You are in: Home > Air and Air Pollution Control > Air pollutant inputs
Last changed: 4/04/11
Air pollutants not only have direct effects via air, they also damage ecosystems after being removed from the air (deposition). They are deposited either in gaseous form, as particles, or dissolved in precipitation and fog.
Any input of airborne pollutants into ecosystems by means of precipitation (rain, snow) is called wet deposition. Its amount depends on the volume of precipitation at the testing site and the concentration of the pollutant in that precipitation.
Wet deposition is detected through measurements of pollutant concentrations in sampled precipitation. Several local, regional, and national monitoring programmes and networks take part in these measurements, resulting in a sufficiently dense and evenly distributed measurement network.
These concentration data are interpolated and multiplied with interpolated (to 1 x 1 km²) meteorological precipitation data for a given year to obtain wet deposition fields and thus enabling the production of maps.
Airborne particles and gases are also deposited into soil, vegetation, and other materials without rain and snowfall. Atmospheric conditions, the concentration of the pollutant in the atmosphere, and the receptor properties determine the amount of dry deposition. Size, shape, and composition of the receptor surface are most significant.

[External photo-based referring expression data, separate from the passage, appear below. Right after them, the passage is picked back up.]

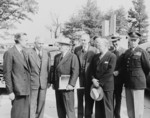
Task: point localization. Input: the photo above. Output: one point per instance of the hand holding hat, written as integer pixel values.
(96, 93)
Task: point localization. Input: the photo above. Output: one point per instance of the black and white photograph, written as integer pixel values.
(74, 58)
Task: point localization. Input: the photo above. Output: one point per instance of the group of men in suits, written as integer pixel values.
(26, 73)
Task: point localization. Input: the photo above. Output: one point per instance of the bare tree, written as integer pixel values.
(12, 11)
(55, 26)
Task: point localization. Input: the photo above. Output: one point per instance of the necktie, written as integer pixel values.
(40, 55)
(21, 52)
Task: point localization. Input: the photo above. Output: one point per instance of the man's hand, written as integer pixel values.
(116, 73)
(95, 82)
(11, 96)
(48, 85)
(69, 87)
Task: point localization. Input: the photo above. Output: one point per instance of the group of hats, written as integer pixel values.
(133, 34)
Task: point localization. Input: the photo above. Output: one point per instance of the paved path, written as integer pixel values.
(50, 108)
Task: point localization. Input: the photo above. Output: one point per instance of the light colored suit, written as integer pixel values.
(40, 70)
(65, 99)
(17, 78)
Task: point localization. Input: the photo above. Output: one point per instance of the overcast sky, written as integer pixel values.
(64, 9)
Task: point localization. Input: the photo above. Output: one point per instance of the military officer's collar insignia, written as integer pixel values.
(106, 62)
(138, 53)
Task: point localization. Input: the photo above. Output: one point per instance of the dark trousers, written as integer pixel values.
(89, 103)
(117, 99)
(20, 107)
(37, 103)
(80, 96)
(65, 103)
(104, 108)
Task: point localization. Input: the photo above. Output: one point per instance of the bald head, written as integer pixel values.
(38, 43)
(85, 39)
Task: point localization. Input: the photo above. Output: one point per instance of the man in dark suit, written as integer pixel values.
(39, 62)
(65, 63)
(85, 53)
(102, 68)
(136, 68)
(17, 77)
(118, 51)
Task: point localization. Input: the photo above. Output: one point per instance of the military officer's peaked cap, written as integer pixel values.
(134, 35)
(115, 38)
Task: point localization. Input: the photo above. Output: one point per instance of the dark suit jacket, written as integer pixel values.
(85, 58)
(136, 67)
(16, 72)
(102, 69)
(40, 69)
(67, 66)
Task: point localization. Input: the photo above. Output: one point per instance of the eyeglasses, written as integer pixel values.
(133, 40)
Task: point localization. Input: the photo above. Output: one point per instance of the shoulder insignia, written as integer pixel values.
(138, 53)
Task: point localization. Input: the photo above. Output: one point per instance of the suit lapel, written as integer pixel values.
(18, 55)
(35, 57)
(43, 57)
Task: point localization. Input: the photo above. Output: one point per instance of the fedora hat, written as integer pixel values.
(115, 38)
(96, 93)
(64, 41)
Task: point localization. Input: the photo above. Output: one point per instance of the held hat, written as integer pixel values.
(134, 35)
(115, 38)
(96, 93)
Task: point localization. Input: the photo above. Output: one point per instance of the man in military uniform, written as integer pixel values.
(118, 51)
(136, 67)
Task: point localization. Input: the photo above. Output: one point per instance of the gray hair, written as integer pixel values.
(18, 36)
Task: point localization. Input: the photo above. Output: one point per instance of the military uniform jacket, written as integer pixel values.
(85, 59)
(119, 54)
(68, 65)
(40, 68)
(136, 67)
(16, 72)
(102, 69)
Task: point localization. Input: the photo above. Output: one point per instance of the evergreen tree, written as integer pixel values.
(121, 20)
(138, 19)
(88, 19)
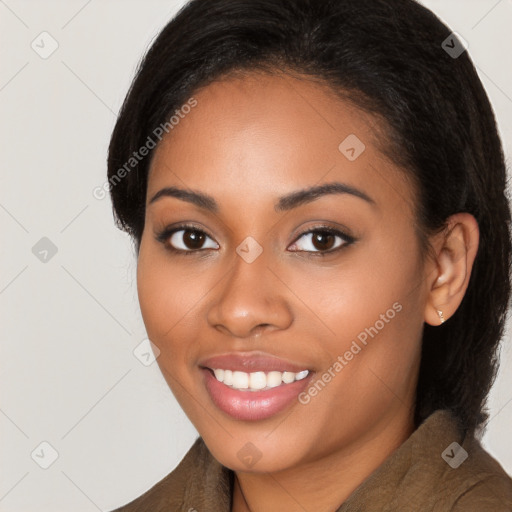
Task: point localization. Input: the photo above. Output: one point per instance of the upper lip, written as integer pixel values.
(251, 362)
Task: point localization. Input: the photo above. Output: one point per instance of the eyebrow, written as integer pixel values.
(287, 202)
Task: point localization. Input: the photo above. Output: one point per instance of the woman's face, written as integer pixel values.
(331, 283)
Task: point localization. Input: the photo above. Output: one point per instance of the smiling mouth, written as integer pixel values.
(256, 381)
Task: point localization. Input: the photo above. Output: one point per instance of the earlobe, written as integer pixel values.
(456, 249)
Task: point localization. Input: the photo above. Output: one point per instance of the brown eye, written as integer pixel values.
(188, 240)
(321, 241)
(193, 239)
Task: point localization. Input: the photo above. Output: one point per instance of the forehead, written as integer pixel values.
(263, 135)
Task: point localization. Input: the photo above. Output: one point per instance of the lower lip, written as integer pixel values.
(253, 405)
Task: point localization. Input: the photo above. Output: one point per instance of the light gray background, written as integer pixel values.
(69, 325)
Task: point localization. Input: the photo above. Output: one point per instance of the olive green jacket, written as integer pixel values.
(427, 473)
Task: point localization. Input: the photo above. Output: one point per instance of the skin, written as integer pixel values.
(248, 141)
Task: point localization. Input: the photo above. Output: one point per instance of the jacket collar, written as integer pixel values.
(408, 474)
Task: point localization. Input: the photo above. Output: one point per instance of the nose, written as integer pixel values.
(250, 300)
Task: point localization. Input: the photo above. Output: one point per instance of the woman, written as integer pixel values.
(316, 192)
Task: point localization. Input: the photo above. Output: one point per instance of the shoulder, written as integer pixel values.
(195, 483)
(480, 484)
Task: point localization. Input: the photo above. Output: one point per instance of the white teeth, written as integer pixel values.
(228, 377)
(257, 381)
(274, 379)
(301, 375)
(240, 380)
(288, 377)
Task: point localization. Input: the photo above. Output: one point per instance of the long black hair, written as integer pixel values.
(396, 60)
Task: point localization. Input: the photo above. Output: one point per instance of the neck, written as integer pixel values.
(336, 475)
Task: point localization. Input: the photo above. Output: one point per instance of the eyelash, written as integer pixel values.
(164, 235)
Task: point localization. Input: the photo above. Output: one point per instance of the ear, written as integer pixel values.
(448, 276)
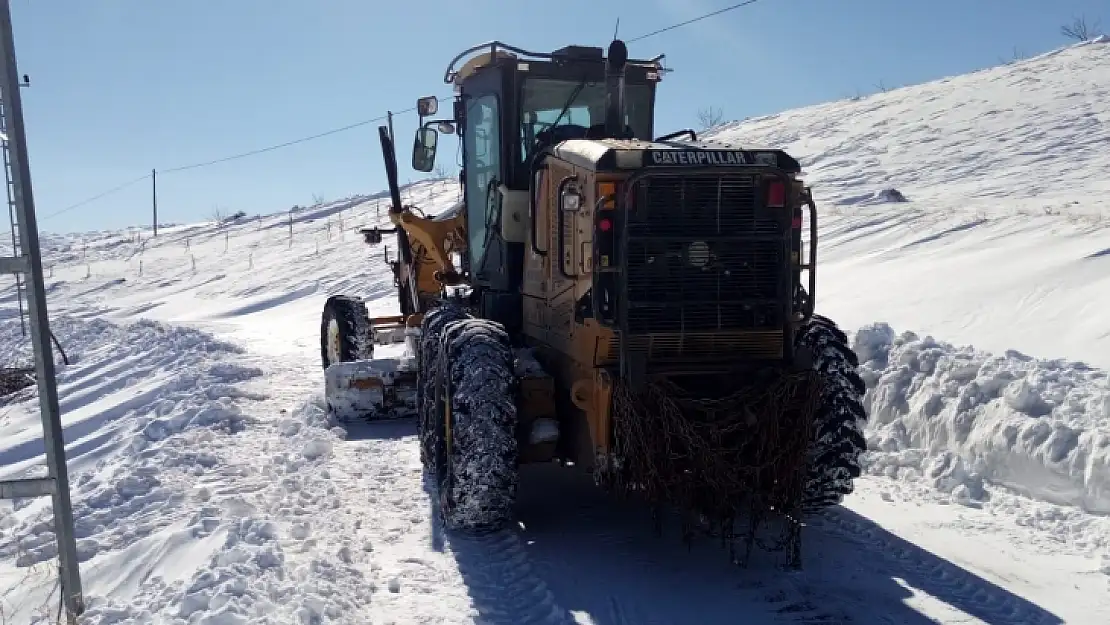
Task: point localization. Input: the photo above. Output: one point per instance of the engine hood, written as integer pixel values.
(622, 154)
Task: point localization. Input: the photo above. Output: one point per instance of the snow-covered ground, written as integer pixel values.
(209, 486)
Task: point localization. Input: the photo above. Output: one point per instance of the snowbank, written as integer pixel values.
(960, 417)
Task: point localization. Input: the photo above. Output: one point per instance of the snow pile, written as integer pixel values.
(959, 417)
(1008, 217)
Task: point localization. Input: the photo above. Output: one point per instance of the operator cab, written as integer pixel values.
(510, 104)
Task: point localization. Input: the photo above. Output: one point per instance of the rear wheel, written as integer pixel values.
(475, 405)
(430, 364)
(838, 441)
(344, 331)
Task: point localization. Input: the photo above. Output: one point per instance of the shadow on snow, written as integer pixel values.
(581, 555)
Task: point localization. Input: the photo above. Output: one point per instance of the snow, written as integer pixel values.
(964, 229)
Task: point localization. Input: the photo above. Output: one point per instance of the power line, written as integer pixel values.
(355, 124)
(280, 145)
(697, 19)
(222, 160)
(97, 197)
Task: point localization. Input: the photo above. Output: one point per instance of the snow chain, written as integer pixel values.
(712, 456)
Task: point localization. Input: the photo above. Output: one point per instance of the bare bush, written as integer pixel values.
(1080, 30)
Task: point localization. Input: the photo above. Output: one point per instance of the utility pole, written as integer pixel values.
(28, 261)
(153, 189)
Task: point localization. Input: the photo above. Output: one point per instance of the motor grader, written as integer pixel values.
(638, 308)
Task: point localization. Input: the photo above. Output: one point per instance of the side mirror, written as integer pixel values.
(424, 149)
(427, 106)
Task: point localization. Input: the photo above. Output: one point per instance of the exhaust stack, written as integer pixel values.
(614, 89)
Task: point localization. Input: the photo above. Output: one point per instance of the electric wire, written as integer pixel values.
(689, 21)
(345, 128)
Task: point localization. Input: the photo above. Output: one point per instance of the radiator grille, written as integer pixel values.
(766, 344)
(700, 205)
(703, 254)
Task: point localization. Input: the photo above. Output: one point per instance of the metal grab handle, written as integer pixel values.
(562, 222)
(533, 212)
(813, 256)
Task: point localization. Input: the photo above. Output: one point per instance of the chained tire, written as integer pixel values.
(344, 331)
(475, 396)
(835, 454)
(430, 363)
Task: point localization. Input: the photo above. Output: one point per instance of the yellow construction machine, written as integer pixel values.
(638, 308)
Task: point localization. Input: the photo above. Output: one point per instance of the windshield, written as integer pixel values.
(543, 99)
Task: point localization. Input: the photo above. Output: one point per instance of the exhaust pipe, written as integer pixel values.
(614, 89)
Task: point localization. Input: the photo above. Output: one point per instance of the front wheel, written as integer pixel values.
(344, 331)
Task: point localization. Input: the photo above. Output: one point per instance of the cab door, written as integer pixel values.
(483, 171)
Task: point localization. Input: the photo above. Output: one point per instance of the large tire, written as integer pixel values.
(430, 363)
(476, 471)
(344, 331)
(838, 441)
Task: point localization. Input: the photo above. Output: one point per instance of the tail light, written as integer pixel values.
(776, 194)
(605, 253)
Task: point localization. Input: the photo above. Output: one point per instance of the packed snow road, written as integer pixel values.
(229, 499)
(210, 487)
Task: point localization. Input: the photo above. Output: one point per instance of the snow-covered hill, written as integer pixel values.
(1003, 241)
(210, 489)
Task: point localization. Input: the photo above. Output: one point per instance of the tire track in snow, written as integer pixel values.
(941, 578)
(502, 583)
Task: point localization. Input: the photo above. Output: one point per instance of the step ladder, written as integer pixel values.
(26, 264)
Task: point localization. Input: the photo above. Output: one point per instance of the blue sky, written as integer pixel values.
(120, 87)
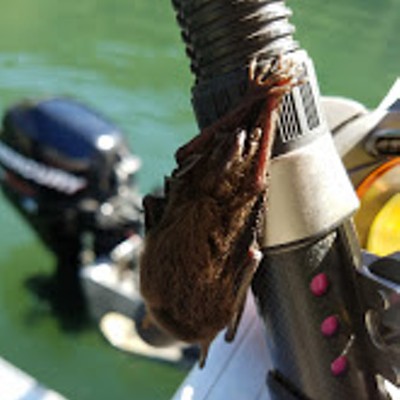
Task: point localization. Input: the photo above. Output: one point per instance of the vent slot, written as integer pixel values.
(310, 109)
(288, 127)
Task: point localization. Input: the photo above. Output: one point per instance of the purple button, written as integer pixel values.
(339, 366)
(330, 325)
(319, 284)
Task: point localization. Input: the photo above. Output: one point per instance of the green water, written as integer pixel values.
(126, 59)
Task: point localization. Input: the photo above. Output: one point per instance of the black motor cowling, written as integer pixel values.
(69, 173)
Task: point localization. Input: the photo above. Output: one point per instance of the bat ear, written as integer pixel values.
(154, 207)
(204, 347)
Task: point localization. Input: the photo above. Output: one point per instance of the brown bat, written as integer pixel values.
(201, 249)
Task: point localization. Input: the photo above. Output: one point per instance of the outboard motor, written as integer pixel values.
(70, 174)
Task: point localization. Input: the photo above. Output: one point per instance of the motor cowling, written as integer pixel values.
(68, 171)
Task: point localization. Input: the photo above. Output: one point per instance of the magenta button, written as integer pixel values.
(319, 284)
(330, 325)
(339, 366)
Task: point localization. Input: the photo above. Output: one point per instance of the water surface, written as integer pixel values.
(127, 60)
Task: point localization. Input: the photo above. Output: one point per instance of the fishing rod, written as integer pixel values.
(320, 300)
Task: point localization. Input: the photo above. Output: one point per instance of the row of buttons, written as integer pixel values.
(319, 286)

Forest canopies are very effective in filtering out particles and droplets in addition to retaining large volumes of harmful compounds in the forest ecosystem through direct absorption on and into leaves.
Dry deposition in recorded regularly recorded at only a few measuring sites.
Land cover specific, high-resolution data on dry deposition (1 x 1 km²) is calculated based on modelling in Germany.
Atmospheric pollutants dissolve in fog and cloud droplets which are deposited to ecosystems. As with dry deposition the amount of occult deposition greatly depends on receptor characteristics. High-resolution (1 x 1 km²) model results are based on land use and meteorological data as well as pollutant concentrations for forest areas above 250 mean sea level.
Wet deposition only accounts for about one third of total deposition, whereas dry deposition accounts for the remaining two-thirds.
Total deposition is recorded as a combination of spatially interpolated measurements of wet deposition with modelled dry and occult depositions. It is mapped in high-resolution (1 x 1 km²) and specific to land use.